To attempt an answer to this, MCIMail promotes a Swiss-based device
called the "Worldmodem." It's a VERY expensive piece of hardware that
has agreements for a number of nations and a rather expensive plug-in
you also buy to make it work ... you kind of rent its use in addition
to buying it.  What's nice about it is that the plug-ins are the PTT-
authorized "modular plug" for each nation.  For people traveling from
nation to nation, this is rather nice.
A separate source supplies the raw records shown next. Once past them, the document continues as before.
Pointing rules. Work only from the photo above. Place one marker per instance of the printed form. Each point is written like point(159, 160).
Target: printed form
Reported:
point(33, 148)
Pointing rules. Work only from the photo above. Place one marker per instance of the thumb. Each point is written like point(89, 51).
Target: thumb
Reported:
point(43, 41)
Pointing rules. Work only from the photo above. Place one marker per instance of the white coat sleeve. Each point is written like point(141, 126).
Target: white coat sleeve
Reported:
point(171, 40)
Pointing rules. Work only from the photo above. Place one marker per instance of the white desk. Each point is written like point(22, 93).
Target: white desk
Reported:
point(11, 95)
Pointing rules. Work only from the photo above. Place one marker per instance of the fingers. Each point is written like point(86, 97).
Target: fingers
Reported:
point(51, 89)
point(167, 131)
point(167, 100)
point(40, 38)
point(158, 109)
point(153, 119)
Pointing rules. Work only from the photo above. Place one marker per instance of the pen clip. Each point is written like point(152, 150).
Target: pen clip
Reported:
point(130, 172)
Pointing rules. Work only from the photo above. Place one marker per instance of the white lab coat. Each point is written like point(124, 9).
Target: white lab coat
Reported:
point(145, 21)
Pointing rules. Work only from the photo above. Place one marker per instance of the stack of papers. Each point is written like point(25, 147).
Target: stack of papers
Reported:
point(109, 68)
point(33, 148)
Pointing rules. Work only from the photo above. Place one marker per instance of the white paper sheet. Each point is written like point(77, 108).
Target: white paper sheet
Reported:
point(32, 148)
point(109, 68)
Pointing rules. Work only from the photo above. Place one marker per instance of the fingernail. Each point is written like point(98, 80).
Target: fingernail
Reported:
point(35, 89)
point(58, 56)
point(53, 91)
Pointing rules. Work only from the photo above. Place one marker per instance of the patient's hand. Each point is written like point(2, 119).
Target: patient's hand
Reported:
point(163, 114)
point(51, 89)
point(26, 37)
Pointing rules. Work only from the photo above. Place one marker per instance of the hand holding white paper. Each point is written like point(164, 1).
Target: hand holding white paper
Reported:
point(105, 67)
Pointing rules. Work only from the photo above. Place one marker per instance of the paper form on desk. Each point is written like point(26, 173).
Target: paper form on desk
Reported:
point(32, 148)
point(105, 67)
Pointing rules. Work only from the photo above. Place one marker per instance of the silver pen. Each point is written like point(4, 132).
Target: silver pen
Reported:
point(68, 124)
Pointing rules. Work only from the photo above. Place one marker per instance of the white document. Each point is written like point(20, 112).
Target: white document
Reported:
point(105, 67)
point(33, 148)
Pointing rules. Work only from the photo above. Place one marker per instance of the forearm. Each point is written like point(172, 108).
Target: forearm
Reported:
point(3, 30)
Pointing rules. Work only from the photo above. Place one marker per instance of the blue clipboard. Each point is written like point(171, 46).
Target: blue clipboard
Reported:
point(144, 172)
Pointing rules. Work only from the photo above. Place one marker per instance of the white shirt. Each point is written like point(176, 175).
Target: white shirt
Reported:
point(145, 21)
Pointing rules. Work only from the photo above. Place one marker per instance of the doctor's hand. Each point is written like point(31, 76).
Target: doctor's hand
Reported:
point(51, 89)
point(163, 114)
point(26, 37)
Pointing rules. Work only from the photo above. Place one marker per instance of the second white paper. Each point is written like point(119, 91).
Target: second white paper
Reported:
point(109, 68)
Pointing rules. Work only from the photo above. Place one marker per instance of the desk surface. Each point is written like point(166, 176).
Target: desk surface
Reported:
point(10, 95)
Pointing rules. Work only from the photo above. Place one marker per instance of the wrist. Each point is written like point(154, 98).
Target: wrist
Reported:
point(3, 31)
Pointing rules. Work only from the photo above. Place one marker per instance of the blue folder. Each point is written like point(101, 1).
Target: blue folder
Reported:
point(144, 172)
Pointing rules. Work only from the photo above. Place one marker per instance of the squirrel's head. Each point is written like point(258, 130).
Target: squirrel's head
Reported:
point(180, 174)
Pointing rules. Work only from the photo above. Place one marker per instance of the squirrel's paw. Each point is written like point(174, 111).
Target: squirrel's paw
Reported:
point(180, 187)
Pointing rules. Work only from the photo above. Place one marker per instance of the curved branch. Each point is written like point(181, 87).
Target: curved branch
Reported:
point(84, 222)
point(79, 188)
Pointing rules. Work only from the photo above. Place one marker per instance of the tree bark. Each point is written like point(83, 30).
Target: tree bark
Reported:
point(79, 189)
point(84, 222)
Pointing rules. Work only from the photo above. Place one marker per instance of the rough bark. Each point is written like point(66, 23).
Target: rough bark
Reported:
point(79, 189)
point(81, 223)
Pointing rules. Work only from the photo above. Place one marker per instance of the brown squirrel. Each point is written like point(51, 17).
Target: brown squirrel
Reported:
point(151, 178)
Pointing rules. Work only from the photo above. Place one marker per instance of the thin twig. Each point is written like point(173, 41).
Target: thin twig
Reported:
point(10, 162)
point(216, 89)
Hotels even have them to rent
casually (at a VERY high rate) in some nations.

If you can find a cooperating partner with a local server that's with-
in local flat-rate calling range, then maters might be eased and
cheaper for you to avoid the transatlantic batching.  But if your
European nation is a fully-metered one (like Germany), watch out for
the local phone bill!

Whatever you do, send your person off with a bit of Radio Shack
modular extender receptacles (the kind used to plug two phone cors
together) a couple of spade lug-ended short modular cords and some
alligator clips, plus a couple of screwdrivers.

That way, when and while the bureaucracy is confusing the matter wiht
all sorts of delays to getting in business, your person can indulge in
a little simple "phreaking" that will find you can just clip onto an
analog phone line (Oh, be SURE to dial PULSE only ... no tone
dialing!) and get through till the smoke clears.

For all the great talk promised, many people find some "phreaking" is
needed if you really mean to get through ... at least for a while.

If you can find a local corespondent with a server, they usually can
find someone local who's quite adept at "getting things done," by some
"phreaking" or otherwise.  But send you person hardware-equipped, as
the largest signle problem can be getting the matching U.S. modular
plugs amd cords for the modem connections.  (Sometimes there are minor
advantages if you travel to underdeveloped nations.  There, you just
get a hookup of whatever you brought and you blast away.  Those
nations have neither the people to police nor the office to harass
you.)

If you want to go off using the "prepared packet-access offering" of
one of the U.S. E-Mail carriers, fine, but it risks not getting up as
fast as you're led to believe and costing you quite a bit.  Just like
here, the "advice" of local Telco "experts" `is often confusing and
contradictory ... and almost certainly expensive!